Climate change have already made forest fires worst.
“Fires are natural in California: Many of its ecosystems, from the chaparral of Southern California to the northern pine forests, evolved to burn frequently. But since the 1980s, the size and ferocity of the fires that sweep across the state have trended upward. Fifteen of the 20 largest fires in California history have occurred since 2000.
The graphic above shows why: Most of the state’s hottest and driest years have occurred during the last two decades as well.
Over the past century, California has warmed by about three degrees Fahrenheit. That extra-warmed air sucks water out of plants and soils, leaving the trees, shrubs, and rolling grasslands of the state dry and primed to burn.”
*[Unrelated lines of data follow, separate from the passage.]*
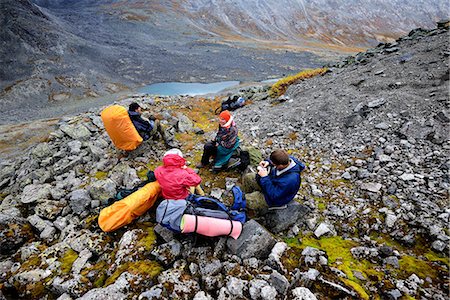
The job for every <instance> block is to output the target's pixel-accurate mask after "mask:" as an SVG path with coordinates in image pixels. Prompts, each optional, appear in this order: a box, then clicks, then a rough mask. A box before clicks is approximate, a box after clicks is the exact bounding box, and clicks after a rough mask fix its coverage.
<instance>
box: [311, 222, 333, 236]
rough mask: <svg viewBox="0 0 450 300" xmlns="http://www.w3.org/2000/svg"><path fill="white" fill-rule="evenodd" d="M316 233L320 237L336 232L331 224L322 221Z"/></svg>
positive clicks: (319, 224) (330, 234)
mask: <svg viewBox="0 0 450 300" xmlns="http://www.w3.org/2000/svg"><path fill="white" fill-rule="evenodd" d="M314 235H315V236H316V237H317V238H320V237H321V236H323V235H335V233H334V229H333V228H332V226H331V225H329V224H326V223H320V224H319V226H318V227H317V228H316V230H315V231H314Z"/></svg>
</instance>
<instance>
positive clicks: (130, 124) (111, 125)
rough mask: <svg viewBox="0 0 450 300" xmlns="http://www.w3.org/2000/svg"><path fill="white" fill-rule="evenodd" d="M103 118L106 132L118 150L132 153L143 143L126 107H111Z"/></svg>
mask: <svg viewBox="0 0 450 300" xmlns="http://www.w3.org/2000/svg"><path fill="white" fill-rule="evenodd" d="M101 117H102V121H103V124H104V125H105V129H106V132H107V133H108V135H109V137H110V138H111V140H112V141H113V143H114V145H115V146H116V147H117V148H119V149H122V150H126V151H131V150H134V149H136V148H137V147H138V146H139V145H140V144H141V143H142V137H141V136H140V135H139V133H138V132H137V130H136V127H134V125H133V122H131V119H130V116H129V115H128V111H127V109H126V108H125V107H123V106H121V105H112V106H109V107H107V108H105V109H104V110H103V111H102V113H101Z"/></svg>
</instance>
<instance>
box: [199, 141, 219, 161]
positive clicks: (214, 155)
mask: <svg viewBox="0 0 450 300" xmlns="http://www.w3.org/2000/svg"><path fill="white" fill-rule="evenodd" d="M216 154H217V147H216V145H215V144H214V142H211V141H209V142H207V143H206V144H205V146H204V147H203V155H202V161H201V164H202V165H203V166H207V165H209V158H210V157H211V156H212V157H215V156H216Z"/></svg>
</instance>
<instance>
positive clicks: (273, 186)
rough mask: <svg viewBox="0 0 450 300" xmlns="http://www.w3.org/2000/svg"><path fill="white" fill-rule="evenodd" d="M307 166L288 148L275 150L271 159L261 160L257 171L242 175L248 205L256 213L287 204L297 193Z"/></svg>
mask: <svg viewBox="0 0 450 300" xmlns="http://www.w3.org/2000/svg"><path fill="white" fill-rule="evenodd" d="M304 169H305V165H304V164H303V163H302V162H300V161H299V160H297V159H296V158H295V157H293V156H289V154H288V153H287V152H286V151H285V150H281V149H280V150H275V151H273V152H272V153H271V154H270V159H268V160H265V161H261V162H260V163H259V166H258V173H248V174H246V175H244V177H243V178H242V184H243V190H244V192H246V193H247V194H246V199H247V207H248V208H249V209H251V210H253V211H255V212H256V213H257V214H260V213H263V212H265V211H266V210H267V208H282V207H284V206H285V205H286V204H288V203H289V202H291V201H292V200H293V199H294V197H295V195H297V192H298V190H299V189H300V182H301V177H300V173H301V172H302V171H303V170H304Z"/></svg>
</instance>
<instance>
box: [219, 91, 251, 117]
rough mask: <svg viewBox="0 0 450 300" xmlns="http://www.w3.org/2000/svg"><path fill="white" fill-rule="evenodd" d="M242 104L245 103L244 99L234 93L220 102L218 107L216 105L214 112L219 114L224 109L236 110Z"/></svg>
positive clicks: (243, 105) (223, 110)
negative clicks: (222, 101) (231, 96)
mask: <svg viewBox="0 0 450 300" xmlns="http://www.w3.org/2000/svg"><path fill="white" fill-rule="evenodd" d="M244 105H245V99H244V98H242V97H239V96H237V95H235V96H233V97H228V99H227V100H225V101H223V102H222V103H221V104H220V107H218V108H217V109H216V111H215V113H216V114H219V113H221V112H222V111H224V110H230V111H232V110H236V109H238V108H240V107H242V106H244Z"/></svg>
https://www.nationalgeographic.com/environment/2018/11/climate-change-california-wildfire/
You also have studies that show that hurricanes already becomes more destructive becaues of climate change.
“One research team’s results, accepted for publication in Geophysical Research Letters (GRL), found that in comparison to a typical 1950s hurricane, climate change likely increased Harvey’s seven-day rainfall by at least 19 percent. A separate study, published today in Environmental Research Letters (ERL), found similar results, showing that climate change boosted Harvey’s three-day rainfall by about 15 percent.
Both studies also found that climate change roughly tripled the odds of a Harvey-type storm.
“It is not news that climate change affects extreme precipitation, but our results indicate that the amount is larger than expected,” said Michael Wehner, a climate scientist at the Lawrence Berkeley National Laboratory who coauthored the GRL study, in a press release.”